“I love it because the woman looks kinda like a ghost. You can almost see through her.” This ten-year-old girl gazed up at me with her big brown eyes when she said these words.
I am the director of an art museum in Greenville, North Carolina and my students are working on designing their own exhibition of art works from the Museum’s permanent collection. The Letter by Jodi Connelly is the piece this student chose.
The woman in the painting looks ephemeral. She is in the midst of despair. She is surrendering to the reality of her mysterious circumstance as her body leans over a chair and her face is cradled in her arms.
I am amazed that this young student chose The Letter. It is a small and insignificant painting in the Museum’s art collection. Far and away from better-known art works, like the large color field target painting by Kenneth Noland or Louise Nevelson’s black and brown cardboard collage.

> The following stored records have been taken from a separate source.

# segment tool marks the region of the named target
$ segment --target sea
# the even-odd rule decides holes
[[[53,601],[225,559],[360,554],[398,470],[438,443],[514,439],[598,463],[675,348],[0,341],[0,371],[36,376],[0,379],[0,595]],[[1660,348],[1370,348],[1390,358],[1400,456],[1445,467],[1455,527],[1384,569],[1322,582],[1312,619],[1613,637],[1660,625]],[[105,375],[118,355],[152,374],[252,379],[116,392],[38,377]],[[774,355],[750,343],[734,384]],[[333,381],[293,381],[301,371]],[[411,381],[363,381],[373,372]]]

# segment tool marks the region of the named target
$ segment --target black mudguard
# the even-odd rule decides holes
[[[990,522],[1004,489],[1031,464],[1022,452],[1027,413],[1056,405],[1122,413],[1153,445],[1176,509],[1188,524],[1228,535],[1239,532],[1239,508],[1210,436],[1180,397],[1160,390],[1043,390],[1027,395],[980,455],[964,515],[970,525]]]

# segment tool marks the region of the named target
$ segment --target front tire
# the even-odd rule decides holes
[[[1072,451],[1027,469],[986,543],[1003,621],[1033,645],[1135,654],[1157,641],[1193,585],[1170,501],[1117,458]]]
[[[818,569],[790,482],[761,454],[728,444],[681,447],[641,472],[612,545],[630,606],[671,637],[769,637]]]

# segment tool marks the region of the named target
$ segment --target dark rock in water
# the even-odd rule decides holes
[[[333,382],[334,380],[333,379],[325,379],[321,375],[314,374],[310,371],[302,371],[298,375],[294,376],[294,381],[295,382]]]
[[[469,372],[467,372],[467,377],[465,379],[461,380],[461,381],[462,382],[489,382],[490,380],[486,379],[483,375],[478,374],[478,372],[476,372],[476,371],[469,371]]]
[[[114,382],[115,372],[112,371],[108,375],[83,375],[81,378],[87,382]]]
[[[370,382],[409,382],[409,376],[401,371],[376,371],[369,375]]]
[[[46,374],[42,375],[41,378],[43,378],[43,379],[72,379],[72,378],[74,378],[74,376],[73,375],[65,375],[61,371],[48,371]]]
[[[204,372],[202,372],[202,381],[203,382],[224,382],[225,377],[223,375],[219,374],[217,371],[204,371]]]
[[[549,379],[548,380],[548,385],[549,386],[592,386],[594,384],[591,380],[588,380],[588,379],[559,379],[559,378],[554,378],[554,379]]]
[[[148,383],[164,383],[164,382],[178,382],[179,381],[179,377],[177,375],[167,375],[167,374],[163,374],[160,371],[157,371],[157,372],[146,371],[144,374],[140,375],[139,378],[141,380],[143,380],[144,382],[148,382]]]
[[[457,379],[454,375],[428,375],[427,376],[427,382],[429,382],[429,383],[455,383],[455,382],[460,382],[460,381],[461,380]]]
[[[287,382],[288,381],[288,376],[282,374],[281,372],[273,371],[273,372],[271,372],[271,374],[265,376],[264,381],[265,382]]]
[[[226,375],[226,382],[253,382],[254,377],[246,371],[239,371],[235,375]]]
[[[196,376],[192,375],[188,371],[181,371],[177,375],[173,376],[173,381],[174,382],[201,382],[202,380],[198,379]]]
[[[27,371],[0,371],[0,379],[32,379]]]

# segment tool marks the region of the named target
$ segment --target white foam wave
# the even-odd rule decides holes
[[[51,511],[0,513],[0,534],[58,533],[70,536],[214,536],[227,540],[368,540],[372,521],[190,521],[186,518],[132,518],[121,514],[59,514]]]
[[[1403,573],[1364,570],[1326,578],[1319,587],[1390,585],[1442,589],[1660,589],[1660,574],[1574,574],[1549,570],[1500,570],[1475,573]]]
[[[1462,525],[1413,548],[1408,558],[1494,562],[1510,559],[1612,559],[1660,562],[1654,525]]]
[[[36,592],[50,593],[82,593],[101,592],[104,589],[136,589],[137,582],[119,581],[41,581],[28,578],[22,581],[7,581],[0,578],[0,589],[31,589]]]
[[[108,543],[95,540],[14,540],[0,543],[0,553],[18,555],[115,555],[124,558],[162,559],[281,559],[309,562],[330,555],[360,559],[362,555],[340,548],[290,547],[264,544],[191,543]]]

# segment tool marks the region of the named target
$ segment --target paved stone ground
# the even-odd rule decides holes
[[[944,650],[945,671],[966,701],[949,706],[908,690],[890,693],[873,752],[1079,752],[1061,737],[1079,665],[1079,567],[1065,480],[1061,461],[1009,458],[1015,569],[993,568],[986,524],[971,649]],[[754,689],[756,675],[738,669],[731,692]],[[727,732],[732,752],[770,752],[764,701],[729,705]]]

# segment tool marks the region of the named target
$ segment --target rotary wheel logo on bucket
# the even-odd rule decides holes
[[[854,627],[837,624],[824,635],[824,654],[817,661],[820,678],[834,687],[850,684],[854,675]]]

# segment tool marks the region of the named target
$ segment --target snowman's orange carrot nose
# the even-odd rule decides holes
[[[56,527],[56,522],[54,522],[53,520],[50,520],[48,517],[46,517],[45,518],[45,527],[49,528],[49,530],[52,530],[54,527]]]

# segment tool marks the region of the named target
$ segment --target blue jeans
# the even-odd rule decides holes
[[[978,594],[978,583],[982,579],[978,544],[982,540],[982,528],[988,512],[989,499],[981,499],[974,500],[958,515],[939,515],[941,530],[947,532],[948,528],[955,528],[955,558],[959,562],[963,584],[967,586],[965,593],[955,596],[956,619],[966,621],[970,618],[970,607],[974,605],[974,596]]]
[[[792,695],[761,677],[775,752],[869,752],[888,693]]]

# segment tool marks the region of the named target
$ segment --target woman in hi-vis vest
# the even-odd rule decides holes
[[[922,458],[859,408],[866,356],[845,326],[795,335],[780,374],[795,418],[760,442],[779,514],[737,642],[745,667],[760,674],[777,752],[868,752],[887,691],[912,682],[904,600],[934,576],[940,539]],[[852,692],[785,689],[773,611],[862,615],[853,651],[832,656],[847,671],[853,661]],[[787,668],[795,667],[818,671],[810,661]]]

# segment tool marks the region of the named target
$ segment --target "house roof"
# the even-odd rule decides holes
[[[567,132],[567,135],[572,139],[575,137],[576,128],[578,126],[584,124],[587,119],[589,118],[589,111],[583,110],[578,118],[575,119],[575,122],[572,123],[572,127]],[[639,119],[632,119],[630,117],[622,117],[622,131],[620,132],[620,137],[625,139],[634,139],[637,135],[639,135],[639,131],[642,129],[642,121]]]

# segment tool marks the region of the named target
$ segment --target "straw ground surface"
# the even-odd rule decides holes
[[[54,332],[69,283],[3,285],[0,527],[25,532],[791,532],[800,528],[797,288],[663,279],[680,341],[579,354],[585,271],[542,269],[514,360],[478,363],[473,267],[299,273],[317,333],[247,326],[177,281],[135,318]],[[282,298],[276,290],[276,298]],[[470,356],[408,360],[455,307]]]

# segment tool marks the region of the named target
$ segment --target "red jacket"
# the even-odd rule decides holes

Created by an East Carolina University art student in the mid 1990’s, this obscure artwork usually stands obediently and quietly in one of the racks of the Museum’s art storage vault. It reminds me of a shy child waiting to be picked to play on an elementary kickball team, making as little noise as possible but hoping to be chosen for the team and ultimately recognized for her potential.
As I look at the painting, I am intrigued by the woman’s crumpled posture on the chair and I think of a friend who recently and tragically lost her father and the grief and alienation she now feels.
Many of us have been there… crying over the last letters or words our loved ones wrote before they died. If only we could write them back and they could read our letters. I wonder what these letters would say? What would I write to my first husband who has been gone for almost six years. The death of the people we love is devastating and the feeling of loss lingers on throughout our lives. It is hard not to feel a tinge of anger about their departure, and I am certainly not above holding a grudge, especially towards the dead.